Basis of residence in a divorce

Let's say that the home was purchased in your joint names for $100,000, is now worth $400,000 and you let your spouse get the home as long as you get $400,000 in other assets. You might think that the law would consider you to be selling your one-half interest in which you have a basis (yardstick for measuring gain or loss) of $50,000 (one-half of the home's original purchase price) to your spouse for her $200,000 share of the other assets. Fortunately, the law does not work that way. You don't recognize any gain on a transfer to a spouse or former spouse that is 'incident to divorce.'

While this treatment would be favorable for you in our posited example, there is somewhat of a downside for your spouse. If there were a sale, your spouse's basis in the home would be $250,000 consisting of $50,000 for the original one-half interest and $200,000 for the purchased interest. The result would be that if your spouse sold the home for $400,000 she would only have a $150,000 capital gain. However, because the transfer to your spouse is not considered a sale, your spouse's basis is limited to the original $100,000 purchase price.

This rule, called a carryover over basis rule, because the original basis carries over to the recipient spouse, applies whether the home was originally owned by both spouses as tenants by the entirety, joint tenants with right of survivorship, tenants in common or community property or a similar form of ownership, or by one spouse alone. The rule also applies regardless of who gets the house and whether or not the recipient pays any consideration to the other spouse. Actually, the nonrecognition of gain rule and carryover basis rule apply to most types of property transferred in divorce.

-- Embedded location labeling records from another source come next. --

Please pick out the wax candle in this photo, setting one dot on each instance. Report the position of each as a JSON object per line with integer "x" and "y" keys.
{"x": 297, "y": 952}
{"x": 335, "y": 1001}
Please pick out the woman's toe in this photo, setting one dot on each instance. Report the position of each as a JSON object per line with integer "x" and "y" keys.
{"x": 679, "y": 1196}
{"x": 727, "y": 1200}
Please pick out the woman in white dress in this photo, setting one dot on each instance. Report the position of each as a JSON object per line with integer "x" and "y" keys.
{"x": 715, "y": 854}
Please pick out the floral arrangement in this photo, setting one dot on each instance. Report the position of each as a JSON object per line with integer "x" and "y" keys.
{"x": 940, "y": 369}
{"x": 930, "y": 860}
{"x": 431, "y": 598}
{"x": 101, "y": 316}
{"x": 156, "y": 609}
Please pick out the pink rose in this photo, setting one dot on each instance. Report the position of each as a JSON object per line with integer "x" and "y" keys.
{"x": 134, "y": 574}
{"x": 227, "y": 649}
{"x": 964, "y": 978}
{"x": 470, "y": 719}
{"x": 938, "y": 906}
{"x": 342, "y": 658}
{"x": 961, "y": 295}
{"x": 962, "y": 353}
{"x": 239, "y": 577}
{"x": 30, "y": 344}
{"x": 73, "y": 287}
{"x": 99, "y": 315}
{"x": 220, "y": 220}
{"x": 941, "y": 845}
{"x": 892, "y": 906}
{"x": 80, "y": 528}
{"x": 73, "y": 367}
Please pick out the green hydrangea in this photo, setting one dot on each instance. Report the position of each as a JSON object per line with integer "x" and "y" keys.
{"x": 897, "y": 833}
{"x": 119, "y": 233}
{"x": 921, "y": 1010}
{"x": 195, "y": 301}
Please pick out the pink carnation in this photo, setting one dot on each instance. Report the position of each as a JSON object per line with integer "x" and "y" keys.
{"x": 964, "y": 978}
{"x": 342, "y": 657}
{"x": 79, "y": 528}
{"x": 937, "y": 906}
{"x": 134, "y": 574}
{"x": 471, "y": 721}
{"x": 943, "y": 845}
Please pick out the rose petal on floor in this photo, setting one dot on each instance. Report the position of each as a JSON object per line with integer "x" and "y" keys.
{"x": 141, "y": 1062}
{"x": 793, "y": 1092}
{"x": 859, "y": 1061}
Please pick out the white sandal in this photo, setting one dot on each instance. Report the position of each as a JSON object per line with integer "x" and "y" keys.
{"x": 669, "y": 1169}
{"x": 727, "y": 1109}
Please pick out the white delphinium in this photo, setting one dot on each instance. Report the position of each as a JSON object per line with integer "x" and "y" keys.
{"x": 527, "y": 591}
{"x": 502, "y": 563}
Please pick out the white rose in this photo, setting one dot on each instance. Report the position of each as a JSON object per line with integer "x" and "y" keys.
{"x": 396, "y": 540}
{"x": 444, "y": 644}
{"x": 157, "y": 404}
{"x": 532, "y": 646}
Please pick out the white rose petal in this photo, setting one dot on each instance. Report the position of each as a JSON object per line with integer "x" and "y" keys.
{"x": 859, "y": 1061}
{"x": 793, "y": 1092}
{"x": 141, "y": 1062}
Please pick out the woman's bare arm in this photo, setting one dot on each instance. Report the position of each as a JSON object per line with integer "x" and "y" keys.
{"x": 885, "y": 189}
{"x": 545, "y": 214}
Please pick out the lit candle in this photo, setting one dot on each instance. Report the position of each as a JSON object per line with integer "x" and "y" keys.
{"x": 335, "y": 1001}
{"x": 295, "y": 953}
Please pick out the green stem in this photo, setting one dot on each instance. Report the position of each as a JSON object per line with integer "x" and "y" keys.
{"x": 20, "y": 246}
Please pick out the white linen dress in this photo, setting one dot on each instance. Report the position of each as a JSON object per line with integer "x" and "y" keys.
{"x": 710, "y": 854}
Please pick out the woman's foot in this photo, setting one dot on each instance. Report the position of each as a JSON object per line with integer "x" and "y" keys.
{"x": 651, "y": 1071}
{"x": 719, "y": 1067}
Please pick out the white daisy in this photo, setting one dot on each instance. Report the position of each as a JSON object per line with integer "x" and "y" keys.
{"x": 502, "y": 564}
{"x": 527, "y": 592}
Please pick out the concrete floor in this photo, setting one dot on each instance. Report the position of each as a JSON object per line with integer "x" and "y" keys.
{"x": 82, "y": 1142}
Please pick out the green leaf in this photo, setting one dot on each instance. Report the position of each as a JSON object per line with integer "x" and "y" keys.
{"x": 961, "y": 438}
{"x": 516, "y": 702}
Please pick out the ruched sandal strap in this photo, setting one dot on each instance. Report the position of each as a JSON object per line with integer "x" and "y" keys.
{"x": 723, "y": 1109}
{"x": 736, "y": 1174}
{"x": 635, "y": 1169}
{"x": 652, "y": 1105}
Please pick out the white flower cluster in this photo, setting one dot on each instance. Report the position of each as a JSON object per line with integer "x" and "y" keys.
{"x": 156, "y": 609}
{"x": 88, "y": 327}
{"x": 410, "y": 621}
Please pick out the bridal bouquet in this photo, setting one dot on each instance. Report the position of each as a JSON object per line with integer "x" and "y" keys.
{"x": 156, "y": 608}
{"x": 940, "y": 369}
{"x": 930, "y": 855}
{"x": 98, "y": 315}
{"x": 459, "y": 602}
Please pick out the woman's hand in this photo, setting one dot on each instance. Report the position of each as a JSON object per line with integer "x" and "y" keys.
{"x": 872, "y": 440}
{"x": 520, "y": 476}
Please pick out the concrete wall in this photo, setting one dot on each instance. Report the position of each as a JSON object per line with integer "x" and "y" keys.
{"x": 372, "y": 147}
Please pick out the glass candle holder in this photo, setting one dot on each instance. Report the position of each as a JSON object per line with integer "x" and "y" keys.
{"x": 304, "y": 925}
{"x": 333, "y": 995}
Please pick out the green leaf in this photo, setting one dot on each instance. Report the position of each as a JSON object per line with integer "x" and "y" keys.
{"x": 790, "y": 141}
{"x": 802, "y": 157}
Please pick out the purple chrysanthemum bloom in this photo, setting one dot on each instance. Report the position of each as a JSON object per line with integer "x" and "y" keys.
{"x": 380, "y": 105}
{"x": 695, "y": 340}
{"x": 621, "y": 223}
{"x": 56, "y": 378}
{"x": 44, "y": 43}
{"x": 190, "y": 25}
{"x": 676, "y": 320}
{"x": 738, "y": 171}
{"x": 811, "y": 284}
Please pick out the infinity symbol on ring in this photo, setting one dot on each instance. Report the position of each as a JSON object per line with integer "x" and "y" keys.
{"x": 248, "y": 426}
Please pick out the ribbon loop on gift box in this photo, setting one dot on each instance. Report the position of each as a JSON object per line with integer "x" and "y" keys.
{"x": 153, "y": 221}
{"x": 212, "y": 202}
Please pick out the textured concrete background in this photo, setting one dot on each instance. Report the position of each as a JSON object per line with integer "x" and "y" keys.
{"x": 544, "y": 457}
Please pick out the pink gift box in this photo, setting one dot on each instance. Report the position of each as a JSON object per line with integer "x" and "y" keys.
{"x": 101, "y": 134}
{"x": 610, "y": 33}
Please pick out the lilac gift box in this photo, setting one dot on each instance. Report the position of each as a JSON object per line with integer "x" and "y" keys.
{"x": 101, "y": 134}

Divorcing spouses should obviously consider the impact of the carryover basis rule on their potential future tax liability when negotiating their settlement. In our example, you have $400,000 in cash and your spouse has a house worth $400,000 but your spouse faces a $300,000 tax gain when she sells the home. Under the exclusion that applies to gain from the sale or exchange of a principal residence, your spouse may be able to exclude up to $250,000 of gain ($500,000 for certain joint filers) from her gross income when she sells the home. Still, your spouse may insist that you should get less than $400,000 to equalize the fact that she could face tax down the road.